2023 Fantasy Football Tight End Strategy
Travis Kelce, Kansas City Chiefs — ADP 5
Kelce has been the best fantasy tight end for quite some time now, and he gives the manager who drafts him a significant positional advantage. I generally do not like to take a tight end this early, but this may be the year to do so. There is a ton of value at other positions in the mid-to-late rounds, especially at running back, so you can take your tight end advantage and still hit the draft out of the park at other positions. With Kelce on my team, I am waiting to take a quarterback and most likely grabbing receivers in Rounds 2 and 3, then drafting my running backs in Rounds 4-7, with a possibility of taking a top-notch QB in Round 4.

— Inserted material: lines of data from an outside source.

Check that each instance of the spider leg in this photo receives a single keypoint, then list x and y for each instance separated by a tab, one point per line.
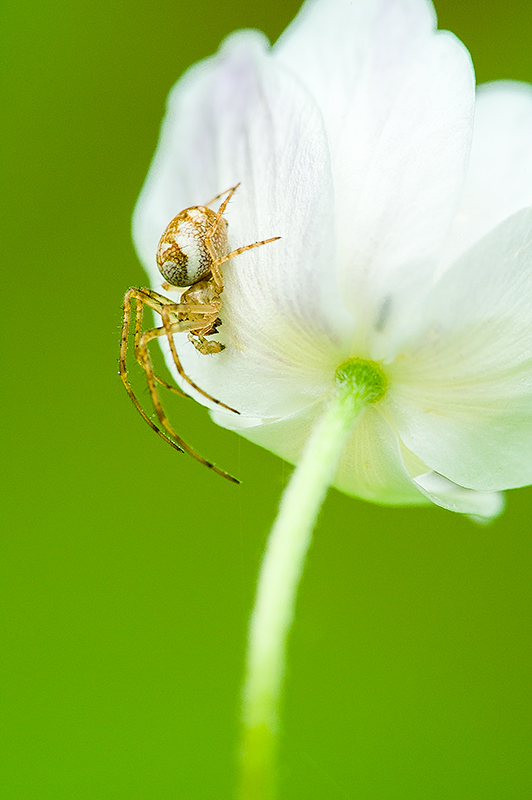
151	298
139	308
188	325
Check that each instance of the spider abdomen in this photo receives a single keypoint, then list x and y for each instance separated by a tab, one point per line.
182	255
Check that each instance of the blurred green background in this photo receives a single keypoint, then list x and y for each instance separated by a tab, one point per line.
129	570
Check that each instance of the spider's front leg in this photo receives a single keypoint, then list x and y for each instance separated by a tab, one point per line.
157	303
194	326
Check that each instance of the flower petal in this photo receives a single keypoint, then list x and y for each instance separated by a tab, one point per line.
460	393
371	466
499	180
240	116
483	505
397	100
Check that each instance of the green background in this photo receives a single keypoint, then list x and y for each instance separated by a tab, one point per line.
129	570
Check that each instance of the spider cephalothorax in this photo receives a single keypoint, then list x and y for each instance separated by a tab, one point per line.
190	254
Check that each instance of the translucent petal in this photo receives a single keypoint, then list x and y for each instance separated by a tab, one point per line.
371	466
499	179
483	505
397	100
240	116
460	393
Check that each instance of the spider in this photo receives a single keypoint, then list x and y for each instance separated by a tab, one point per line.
190	254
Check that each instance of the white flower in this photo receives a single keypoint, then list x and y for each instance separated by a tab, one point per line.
404	206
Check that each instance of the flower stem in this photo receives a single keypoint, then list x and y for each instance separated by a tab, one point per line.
280	573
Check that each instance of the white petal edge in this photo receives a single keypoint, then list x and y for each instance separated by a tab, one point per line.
482	506
397	100
371	466
240	116
499	179
460	393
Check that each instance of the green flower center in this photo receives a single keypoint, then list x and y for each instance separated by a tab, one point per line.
364	381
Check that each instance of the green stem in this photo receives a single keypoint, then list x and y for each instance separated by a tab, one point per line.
280	573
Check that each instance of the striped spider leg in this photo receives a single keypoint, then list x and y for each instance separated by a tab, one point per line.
190	254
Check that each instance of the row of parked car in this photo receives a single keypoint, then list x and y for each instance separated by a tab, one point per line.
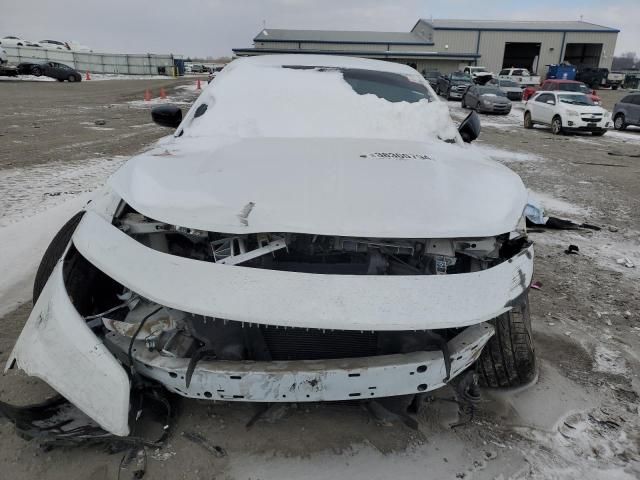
563	105
59	71
13	41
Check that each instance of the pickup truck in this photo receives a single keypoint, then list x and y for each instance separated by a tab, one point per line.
615	80
479	74
453	85
519	75
562	85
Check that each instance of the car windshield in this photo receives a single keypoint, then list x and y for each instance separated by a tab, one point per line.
574	87
255	98
461	77
491	91
575	99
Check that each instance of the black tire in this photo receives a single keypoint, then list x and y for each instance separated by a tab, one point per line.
619	122
54	251
509	359
556	125
528	123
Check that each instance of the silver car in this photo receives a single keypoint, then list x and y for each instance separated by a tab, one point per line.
487	99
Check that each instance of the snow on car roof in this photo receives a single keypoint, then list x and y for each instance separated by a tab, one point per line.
295	96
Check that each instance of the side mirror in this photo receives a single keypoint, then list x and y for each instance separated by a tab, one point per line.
167	115
469	129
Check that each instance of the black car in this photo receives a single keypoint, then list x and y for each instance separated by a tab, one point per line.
453	85
432	78
59	71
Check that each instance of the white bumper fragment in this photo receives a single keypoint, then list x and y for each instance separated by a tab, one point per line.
292	299
312	380
57	346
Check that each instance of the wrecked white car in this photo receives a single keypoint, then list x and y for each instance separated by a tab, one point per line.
316	229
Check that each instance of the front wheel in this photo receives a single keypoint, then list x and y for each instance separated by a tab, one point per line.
508	359
618	122
528	123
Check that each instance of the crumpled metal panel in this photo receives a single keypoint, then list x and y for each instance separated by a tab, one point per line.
57	346
341	302
312	380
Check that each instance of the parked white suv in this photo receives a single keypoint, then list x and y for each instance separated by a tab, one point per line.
566	111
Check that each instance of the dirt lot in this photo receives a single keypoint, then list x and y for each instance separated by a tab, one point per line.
580	420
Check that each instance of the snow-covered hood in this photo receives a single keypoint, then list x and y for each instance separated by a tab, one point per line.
347	187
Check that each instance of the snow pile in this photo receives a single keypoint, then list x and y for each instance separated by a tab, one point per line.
253	100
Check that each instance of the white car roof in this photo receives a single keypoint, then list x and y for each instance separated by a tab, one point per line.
257	97
326	61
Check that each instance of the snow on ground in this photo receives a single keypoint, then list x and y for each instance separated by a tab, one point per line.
30	217
94	77
49	186
28	78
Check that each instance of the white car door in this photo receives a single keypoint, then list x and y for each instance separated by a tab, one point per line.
543	108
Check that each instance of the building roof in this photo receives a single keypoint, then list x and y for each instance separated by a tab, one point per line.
517	25
360	53
340	36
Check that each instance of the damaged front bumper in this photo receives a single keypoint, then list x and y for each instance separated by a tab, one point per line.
58	346
311	380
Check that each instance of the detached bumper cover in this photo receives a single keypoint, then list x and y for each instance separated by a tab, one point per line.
291	299
57	346
312	380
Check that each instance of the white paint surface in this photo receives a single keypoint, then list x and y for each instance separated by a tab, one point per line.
57	346
344	302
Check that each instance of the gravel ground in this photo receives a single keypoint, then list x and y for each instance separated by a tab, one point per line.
580	420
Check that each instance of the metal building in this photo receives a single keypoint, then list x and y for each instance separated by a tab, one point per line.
449	45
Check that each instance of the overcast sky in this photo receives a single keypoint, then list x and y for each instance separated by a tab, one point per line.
214	27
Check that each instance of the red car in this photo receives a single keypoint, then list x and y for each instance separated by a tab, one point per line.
565	85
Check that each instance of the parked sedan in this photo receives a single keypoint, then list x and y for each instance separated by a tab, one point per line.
509	87
566	111
487	99
627	112
59	71
432	78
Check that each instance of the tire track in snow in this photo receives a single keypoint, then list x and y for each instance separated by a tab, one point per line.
27	191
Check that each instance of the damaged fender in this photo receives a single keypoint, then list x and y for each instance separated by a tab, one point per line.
57	346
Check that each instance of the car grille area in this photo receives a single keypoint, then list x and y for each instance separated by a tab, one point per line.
303	344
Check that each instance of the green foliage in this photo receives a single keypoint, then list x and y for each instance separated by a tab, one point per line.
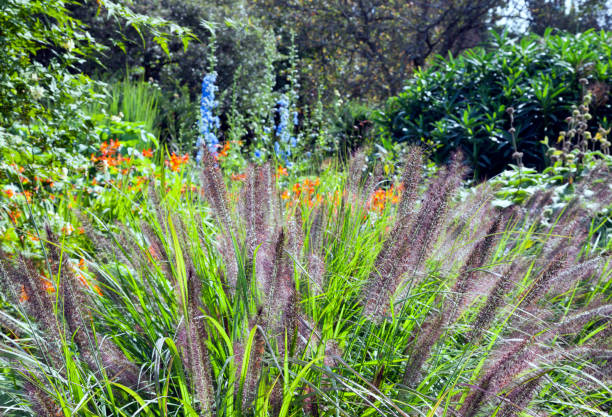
461	103
132	101
577	176
116	336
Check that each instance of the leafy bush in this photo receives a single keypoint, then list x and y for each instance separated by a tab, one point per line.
461	103
583	177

TE TJ Hockenson, Minnesota Vikings — ADP 45
In my first-ever high-stakes fantasy draft, I took Hockenson with pick 44 of the fourth round. I didn’t necessarily target him, but for me, he made the most sense. He is another tight end that will give you a positional advantage and has the chance to put up huge numbers, and is my favorite of the mid-tier post-Kelce options. He joined the Vikings for their final 10 games in 2022, and had 60 catches for 520 yards, which would put him on pace for 102 catches and 880 yards. I think those numbers go up in 2023, considering he will have a full camp and preseason with QB Kirk Cousins and in the Vikings’ system. I also think he will approach double-digit touchdowns, as I expect the Vikings to be in shootouts again this year because their defense isn’t expected to be very good. I like drafting Hockenson in the fourth round because the running back value starts in Rounds 5-8 and you still get an elite WR in Round 1. For example, in my high-stakes draft, the manager who took Kelce in Round 1 ended up with Seattle’s Tyler Lockett in the fourth round, while I took Dallas WR CeeDee Lamb in the first round, and I believe that a Lamb/Hockenson combination will outscore a Kelce/Lockett combination. Another underappreciated bonus for drafting Hockenson is that he gives you a set-it-and-forget-it tight end every week if healthy. Struggling between choosing two mediocre tight ends can be frustrating and downright annoying.
Chigoziem Okonkwo, Tennessee Titans — ADP 132
Maybe you don’t land Kelce and don’t like TJ in the 4th round. You may want to take an elite QB like Lamar Jackson or a WR like Calvin Ridley. Now is when you punt the tight end position and target Chig Okonkwo. He has seen his ADP fall all the way to the eleventh round after the Titans’ addition of free agent WR DeAndre Hopkins. I’m not too concerned about Hopkins, and I will not wait that long and will draft Okonkwo as early as the ninth round. If I don’t have Kelce or TJ, then Chig is a MUST-HAVE player on my team. He has good size and speed with a lot of athleticism. He could be a sleeper to get 800 yards and double-digit touchdowns, which gives him the ability to be a league-winning tight end.
Jake Ferguson, Dallas Cowboys — ADP 225
Ferguson is a player I am targeting as my backup tight end. He takes over the starting tight end position in Dallas after the departure of Dalton Schultz. Ferguson is a tall 6’5″ and can catch the ball in traffic. I would expect a 60 -70 catch season for 500-600 yards for the second-year player out of Wisconsin. He can give you some stability if you have an injury and are on bye weeks. Even if you drafted Kelce or Hockenson, you may have weeks where you start both them and Ferguson, one as your tight end and one in the flex.
TE Jelani Woods, Indianapolis Colts — ADP 249
I really like Woods as a player, and I feel he could explode in the right situation. He has all the tools that you want from a pass-catching tight end. He is a bigger Chigoziem Okonkwo, although his situation isn’t as promising. The only thing holding him back has been quarterback play. I think there is an outside chance that he can more than double his rookie numbers, where he caught 25 passes for 312 yards and three touchdowns. He isn’t being drafted in most traditional leagues, but could be a good asset in deep bench leagues and Best Ball leagues.